Rohan let out a loud laugh. "Hark at him! Don't let him kid you, Trehearne. We do well, but not that well."

Yann said seriously, "I mean it."

"Would you mind telling me how?"

"I saved my money," Yann told him virtuously. Then he grinned. "Besides, you're forgetting that I spent almost a year on the ground, filling in for some damned Vardda factor that died. I didn't waste my time." He turned to Trehearne. "Wait until we hit that system. I'll show you things you never saw before. Real barbarism. Good people, though. I got along with 'em fine."

"I guess," said Trehearne, "that there are all kinds of worlds in the Cluster."

"Just wait," said Rohan sourly. "You'll have a bellyful before you're through. There are beautiful ones, and picturesque ones, and very quaint ones, all right, and some are even civilized. But there's a hell of a lot that are just plain godawful. You must have guessed that there's a reason for the high pay on this run."

The great Cluster of Hercules grew from a patch of hazy brilliance lost in the blaze and crash and thunder of the universe, to a monstrous star-swarm, blinding even through a darkened port—a swirling hive of suns, white, red, yellow, peacock blue and vivid green, booming across the eternal void with the rush and roar of a cosmic avalanche toward some unknown destination, guided by the evil blinking eyes of the Cepheid variables. The Saarga plunged in at last among the edges of the swarm, and Trehearne discovered at least one reason why Edri had warned him about the Hercules run.

"All the globular clusters are bad," Yann told him cheerfully. "Omega Centauri—there's another one to break a starman's heart. A strong ship, a strong captain, and no imagination—that's what it takes for a voyage like this."

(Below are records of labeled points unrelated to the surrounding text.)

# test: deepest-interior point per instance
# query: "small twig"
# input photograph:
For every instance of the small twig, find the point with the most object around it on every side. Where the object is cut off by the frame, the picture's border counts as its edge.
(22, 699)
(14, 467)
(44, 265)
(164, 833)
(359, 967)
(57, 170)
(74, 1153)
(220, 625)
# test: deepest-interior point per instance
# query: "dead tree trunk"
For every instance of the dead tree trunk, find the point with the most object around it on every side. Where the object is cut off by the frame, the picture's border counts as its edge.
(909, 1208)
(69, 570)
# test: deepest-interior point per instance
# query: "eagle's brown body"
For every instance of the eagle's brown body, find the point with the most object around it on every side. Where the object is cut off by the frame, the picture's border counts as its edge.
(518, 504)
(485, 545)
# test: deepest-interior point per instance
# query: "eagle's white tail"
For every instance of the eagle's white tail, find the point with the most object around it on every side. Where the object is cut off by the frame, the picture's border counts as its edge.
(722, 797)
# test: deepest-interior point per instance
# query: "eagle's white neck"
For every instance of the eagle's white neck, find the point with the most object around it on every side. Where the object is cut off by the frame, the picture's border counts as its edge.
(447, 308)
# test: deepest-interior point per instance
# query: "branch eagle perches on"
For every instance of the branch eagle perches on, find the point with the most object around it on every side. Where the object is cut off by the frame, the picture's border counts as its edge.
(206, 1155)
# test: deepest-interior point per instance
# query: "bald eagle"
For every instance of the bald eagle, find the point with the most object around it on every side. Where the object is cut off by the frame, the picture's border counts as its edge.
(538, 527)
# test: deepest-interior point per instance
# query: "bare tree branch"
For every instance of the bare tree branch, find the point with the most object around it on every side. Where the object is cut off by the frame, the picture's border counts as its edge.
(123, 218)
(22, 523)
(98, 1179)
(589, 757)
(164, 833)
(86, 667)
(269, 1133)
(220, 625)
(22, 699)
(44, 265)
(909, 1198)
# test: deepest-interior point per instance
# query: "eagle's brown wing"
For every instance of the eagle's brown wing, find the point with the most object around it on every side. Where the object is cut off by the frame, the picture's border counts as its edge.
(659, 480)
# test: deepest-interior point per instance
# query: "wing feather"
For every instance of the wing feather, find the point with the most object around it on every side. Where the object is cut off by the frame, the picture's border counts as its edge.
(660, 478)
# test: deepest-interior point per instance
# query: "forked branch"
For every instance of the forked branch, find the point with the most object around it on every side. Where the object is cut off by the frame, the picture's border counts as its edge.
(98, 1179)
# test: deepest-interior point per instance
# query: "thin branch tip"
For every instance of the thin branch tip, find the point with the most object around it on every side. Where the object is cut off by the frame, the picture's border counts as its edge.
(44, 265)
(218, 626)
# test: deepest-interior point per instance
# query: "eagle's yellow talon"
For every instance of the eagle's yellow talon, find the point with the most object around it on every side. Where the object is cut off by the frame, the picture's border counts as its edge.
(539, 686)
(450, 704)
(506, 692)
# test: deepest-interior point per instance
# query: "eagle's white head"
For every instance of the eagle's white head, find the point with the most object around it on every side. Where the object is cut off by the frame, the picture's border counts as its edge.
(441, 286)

Trehearne was introduced to gravity tides and for the first time in his life he knew what real fear was. The generators throbbed incessantly. The Saarga groaned and shrieked in all her iron bones, moving in erratic bursts of speed and sudden brakings, pitching and swerving as she felt her way in through shoals of suns, fighting the complex, ever-shifting gravitational fields. Trehearne got the feeling that he was trapped inside a giant football being battered back and forth between the stars.

Yann grinned. "It gets worse as you go farther in."